あんなんなったら何も出来ない。窮鼠猫を嚙めない。
…恐怖耐性か。
恐怖ってどう鍛える?
「ちょ、エイジさ。今夜寝る前とかに俺仰向けになるから、その棒で顔の横をバシバシ叩いてみてくんない?」
きょとんとしていたエイジが、意味がやっと分かって吹き出す。
「よく思いつくねー。そか、そういう感じで育ててくのか」
「いや大急ぎだよこれは。死活問題。もし俺が俺より強いのにエンカウントするたびにあの状態になるんだとしたら、たぶんいくらも生き残れないでしょ」
最弱設定なのだ。
最弱設定な上真っ白になって固まっちゃうなんて特技まで持ってたら、この世界で多分ニワトリや栗よりも食べやすい認定がなされしまう。
「いいけど、まあ後でねー。
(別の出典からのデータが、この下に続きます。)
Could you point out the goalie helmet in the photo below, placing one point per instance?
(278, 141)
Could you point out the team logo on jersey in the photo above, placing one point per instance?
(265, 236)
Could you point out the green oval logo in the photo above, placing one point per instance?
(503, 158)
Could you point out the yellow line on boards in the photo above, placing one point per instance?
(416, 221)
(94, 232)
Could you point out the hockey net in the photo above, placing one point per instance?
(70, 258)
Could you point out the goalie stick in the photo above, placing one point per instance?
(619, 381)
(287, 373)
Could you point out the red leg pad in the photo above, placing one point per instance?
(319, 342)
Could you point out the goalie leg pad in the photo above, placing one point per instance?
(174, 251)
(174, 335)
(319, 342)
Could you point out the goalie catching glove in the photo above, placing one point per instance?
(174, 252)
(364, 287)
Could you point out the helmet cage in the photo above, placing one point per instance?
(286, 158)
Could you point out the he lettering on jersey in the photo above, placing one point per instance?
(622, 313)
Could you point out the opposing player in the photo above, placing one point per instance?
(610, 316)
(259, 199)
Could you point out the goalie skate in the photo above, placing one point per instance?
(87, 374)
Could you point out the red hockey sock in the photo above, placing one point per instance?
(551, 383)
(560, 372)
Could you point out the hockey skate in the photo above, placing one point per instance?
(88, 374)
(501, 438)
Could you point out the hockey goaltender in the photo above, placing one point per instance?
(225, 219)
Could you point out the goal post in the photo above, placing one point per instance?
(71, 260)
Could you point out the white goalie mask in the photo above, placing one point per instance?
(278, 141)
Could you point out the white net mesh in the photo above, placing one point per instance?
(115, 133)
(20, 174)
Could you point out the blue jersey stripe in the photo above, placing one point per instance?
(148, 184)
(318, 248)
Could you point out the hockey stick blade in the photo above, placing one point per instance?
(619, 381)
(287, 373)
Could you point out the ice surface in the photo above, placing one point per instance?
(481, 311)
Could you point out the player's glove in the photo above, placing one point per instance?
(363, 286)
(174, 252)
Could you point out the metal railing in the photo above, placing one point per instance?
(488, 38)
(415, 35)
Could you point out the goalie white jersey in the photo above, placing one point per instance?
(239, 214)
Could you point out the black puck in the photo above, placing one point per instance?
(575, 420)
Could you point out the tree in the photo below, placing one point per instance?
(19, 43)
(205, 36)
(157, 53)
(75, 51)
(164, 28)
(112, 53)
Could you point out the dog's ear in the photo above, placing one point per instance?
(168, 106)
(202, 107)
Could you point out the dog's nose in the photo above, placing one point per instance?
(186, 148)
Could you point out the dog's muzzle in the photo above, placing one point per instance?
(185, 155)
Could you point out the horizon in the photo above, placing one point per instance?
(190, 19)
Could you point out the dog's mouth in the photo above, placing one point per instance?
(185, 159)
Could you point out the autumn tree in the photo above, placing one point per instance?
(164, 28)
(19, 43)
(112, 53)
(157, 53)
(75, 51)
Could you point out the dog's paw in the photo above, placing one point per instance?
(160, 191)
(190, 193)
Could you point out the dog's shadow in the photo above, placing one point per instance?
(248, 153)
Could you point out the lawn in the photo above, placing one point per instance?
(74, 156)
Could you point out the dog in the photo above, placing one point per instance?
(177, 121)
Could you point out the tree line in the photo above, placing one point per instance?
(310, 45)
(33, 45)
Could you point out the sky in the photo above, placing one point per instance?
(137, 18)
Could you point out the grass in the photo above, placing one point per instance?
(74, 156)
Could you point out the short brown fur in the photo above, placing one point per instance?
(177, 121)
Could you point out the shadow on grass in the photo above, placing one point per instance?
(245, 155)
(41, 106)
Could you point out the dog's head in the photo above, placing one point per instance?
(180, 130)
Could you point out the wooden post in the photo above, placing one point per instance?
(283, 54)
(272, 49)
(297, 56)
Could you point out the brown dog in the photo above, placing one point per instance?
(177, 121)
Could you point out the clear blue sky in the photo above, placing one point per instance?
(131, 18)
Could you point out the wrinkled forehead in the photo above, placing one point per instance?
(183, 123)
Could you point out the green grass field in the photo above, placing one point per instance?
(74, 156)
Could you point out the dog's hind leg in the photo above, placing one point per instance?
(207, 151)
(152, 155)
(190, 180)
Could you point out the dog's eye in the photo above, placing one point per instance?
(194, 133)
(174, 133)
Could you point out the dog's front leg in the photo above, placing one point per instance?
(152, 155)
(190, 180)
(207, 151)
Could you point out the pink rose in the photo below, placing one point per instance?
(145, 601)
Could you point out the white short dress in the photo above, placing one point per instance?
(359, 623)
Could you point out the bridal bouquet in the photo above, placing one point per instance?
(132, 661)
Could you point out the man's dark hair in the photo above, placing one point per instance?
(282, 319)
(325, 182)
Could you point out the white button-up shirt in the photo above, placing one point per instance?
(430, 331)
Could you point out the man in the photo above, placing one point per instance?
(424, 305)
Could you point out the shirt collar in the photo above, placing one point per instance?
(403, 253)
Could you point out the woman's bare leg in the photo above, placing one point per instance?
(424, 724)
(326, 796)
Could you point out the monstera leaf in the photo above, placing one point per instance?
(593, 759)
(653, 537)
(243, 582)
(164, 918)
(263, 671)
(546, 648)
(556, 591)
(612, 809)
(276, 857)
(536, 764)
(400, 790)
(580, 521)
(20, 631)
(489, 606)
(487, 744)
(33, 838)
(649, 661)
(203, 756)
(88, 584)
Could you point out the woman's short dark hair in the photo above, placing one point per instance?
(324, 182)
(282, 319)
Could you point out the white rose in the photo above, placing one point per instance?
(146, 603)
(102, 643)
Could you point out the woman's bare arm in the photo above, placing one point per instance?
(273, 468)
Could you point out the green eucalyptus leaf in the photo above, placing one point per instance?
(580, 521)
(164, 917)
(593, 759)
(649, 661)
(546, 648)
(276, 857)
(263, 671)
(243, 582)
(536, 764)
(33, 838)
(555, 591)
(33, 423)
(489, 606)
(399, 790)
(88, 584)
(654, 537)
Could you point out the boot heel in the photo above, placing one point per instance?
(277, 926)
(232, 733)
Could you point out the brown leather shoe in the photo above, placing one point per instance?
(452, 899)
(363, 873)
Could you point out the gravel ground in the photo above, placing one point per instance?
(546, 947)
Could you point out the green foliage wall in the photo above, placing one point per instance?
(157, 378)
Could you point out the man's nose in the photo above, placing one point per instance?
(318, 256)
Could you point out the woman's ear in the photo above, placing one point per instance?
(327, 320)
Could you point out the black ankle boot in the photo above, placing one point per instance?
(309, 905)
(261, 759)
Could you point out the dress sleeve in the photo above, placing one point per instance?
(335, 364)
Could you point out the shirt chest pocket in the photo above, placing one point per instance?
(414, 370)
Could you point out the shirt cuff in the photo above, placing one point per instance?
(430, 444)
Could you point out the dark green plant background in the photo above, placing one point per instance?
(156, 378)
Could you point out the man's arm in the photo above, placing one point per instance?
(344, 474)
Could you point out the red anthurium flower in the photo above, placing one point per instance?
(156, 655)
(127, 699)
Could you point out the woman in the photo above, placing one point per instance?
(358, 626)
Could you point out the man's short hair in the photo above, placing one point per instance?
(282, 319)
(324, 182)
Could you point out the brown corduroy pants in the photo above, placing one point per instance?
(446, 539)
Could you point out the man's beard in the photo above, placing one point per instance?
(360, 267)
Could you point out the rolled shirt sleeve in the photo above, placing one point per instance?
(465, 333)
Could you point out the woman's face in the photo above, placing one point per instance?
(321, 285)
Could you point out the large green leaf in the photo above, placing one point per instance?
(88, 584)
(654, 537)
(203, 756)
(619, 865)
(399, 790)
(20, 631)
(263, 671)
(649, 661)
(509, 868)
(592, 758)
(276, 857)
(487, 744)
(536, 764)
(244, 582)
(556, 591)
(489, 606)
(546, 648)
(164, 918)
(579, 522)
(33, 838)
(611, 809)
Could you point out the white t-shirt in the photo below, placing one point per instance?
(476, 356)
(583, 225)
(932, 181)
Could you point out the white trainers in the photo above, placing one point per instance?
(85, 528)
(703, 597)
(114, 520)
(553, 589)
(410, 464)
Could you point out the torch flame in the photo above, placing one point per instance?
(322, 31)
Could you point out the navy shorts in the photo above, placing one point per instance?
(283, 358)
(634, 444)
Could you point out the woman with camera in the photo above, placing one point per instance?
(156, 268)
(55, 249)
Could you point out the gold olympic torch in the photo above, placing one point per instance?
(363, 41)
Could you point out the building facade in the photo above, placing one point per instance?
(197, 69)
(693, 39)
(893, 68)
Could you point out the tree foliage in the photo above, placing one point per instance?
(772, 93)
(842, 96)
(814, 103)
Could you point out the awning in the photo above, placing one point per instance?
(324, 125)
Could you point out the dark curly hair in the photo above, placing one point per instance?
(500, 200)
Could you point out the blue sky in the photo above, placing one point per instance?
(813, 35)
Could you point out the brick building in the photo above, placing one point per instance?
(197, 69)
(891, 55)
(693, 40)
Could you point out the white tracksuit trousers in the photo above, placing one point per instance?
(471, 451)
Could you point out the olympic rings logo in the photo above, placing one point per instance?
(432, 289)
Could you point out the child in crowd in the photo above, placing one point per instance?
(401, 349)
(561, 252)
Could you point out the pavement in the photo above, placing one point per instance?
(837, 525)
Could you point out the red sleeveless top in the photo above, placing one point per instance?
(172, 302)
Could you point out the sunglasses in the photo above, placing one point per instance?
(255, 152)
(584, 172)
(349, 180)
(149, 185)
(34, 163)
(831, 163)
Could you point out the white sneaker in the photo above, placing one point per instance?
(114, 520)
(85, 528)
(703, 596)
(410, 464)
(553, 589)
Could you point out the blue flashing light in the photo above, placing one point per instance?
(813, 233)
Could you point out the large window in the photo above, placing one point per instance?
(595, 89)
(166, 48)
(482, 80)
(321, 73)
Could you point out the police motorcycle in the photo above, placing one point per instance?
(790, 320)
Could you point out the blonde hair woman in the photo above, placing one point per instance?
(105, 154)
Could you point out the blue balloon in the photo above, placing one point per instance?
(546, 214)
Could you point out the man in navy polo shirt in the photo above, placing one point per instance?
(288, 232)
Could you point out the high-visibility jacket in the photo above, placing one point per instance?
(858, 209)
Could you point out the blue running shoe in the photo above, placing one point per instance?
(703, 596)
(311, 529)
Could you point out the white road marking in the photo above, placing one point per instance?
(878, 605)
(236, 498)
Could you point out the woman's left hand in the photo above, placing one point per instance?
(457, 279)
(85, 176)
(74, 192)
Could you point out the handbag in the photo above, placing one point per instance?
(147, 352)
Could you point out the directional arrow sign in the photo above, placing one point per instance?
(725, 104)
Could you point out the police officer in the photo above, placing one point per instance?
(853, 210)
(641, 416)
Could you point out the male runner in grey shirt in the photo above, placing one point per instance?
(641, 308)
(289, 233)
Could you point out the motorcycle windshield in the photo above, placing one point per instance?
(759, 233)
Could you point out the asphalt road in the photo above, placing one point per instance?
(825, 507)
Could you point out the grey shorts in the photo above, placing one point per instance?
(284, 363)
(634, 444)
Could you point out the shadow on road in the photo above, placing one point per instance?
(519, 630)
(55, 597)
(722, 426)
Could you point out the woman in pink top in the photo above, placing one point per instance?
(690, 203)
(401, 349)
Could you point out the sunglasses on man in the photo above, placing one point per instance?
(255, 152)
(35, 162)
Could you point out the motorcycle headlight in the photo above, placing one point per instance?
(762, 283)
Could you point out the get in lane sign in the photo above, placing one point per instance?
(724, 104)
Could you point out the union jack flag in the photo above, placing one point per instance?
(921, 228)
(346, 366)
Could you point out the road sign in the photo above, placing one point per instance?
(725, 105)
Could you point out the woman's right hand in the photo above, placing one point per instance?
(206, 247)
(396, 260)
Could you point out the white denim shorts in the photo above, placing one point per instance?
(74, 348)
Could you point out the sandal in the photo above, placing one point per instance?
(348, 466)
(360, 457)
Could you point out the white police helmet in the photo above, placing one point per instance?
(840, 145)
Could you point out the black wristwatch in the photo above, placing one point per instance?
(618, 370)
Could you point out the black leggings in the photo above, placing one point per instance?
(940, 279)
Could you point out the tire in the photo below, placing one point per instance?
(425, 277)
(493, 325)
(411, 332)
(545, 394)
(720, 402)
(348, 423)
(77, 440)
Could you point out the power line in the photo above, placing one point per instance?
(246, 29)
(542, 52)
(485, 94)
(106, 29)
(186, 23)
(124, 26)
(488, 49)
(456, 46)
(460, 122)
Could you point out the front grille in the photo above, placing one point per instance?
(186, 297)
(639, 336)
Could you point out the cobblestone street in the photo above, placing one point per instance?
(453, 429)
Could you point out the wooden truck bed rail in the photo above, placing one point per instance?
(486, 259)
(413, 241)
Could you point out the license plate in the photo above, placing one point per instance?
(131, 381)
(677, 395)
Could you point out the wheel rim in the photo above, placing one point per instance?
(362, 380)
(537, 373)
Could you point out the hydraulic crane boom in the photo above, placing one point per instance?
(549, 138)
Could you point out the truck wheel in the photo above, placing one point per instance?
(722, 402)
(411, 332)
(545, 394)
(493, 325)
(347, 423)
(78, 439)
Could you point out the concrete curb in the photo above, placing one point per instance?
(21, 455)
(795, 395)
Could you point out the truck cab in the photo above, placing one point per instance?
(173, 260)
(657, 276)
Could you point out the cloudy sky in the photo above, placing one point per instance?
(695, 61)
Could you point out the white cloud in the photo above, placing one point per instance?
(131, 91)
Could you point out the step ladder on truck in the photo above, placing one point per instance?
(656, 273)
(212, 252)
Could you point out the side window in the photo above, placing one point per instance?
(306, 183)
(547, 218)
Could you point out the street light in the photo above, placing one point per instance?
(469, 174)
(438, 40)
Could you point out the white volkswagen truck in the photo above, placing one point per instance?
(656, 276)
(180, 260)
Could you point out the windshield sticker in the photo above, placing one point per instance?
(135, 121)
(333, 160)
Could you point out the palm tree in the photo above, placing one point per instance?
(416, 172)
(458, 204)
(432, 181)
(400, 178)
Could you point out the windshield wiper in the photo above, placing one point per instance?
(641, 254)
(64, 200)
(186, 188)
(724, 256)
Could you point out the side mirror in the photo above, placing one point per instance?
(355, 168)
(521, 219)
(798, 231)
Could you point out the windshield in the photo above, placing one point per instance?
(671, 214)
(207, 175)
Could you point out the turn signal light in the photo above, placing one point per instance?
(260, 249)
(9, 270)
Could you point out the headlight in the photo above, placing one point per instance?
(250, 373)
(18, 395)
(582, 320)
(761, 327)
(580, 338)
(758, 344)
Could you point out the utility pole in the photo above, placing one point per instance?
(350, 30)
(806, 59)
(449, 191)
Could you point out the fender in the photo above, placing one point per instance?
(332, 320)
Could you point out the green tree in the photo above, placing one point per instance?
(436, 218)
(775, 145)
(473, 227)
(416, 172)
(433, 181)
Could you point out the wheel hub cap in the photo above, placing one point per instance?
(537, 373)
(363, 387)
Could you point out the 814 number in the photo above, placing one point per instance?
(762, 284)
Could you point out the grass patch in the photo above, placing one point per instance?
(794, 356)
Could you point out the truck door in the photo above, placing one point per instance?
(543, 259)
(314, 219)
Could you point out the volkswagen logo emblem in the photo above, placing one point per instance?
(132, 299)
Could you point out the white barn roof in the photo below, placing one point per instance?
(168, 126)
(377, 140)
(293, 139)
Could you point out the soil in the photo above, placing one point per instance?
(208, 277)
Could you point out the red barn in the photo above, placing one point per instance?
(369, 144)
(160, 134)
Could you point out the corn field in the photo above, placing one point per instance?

とりあえず暗くなってきたし町と川見に行かない? もうちょっと歩いたぐらいのところにあったよ」
「お、おお見えた? 町も川も? ……そうかー、ついにかー」
俺は手いじりしていたコインをポケットにしまい、膝をギシギシといわせながら立ち上がった。
「もうあの丘の向こうからすぐだよ。歩きで15分くらいかなー。で、中の建物とかは見えなかった」
「人は?」
「門はもう少し先行かないと死角になってて見えなかった。塀の周りとか上には見当たらなかったねー」
「そっか。うし。じゃあ気を付けながら行きますか」
日が沈もうとしていく中俺たちは立ち上がり、お互いの杖を手にして移動を開始した。
◇
町は大きくて立派な石組みの壁で囲まれていた。
高さは6メートルくらい? で、さらに近づいていくと大きな門があるのが見え、その向こうにももう少し壁が続いて、それが切れた向こう側には川が流れていた。
川は広めで町の外を通っているから、ここからじゃ分からないけど町に向けては水路か何かが通ってるのかもしれない。
恐らく日没が閉門時刻なのだろう、門はいままさに二人の衛兵によって閉められようとしているところだった。ここまで歩いてくる間にエイジと、今日は焦らない、野宿でゴーと話し合っていたので、俺たちは木立ちの陰に留まって遠くからその様子を見守る。
一組の親子が川の方から速足で現れて、衛兵に手を挙げて入っていくのが見えた。
ふむ、住民かな。そんで住民だったら片手挨拶で中に入れちゃう感じか。
木製の立派な門が二人の衛兵によってぴったりと閉められて、ふいに町の周囲には動くものがいなくなった。
俺たちは頭だけひょっこり出しながら見守っていたが、しばらくしても、見回りとか夜衛みたいなのは出てこない。
おおよそだが町の外側の雰囲気を確認し終わって、「んじゃ川に行くかー」と俺たちは動き出した。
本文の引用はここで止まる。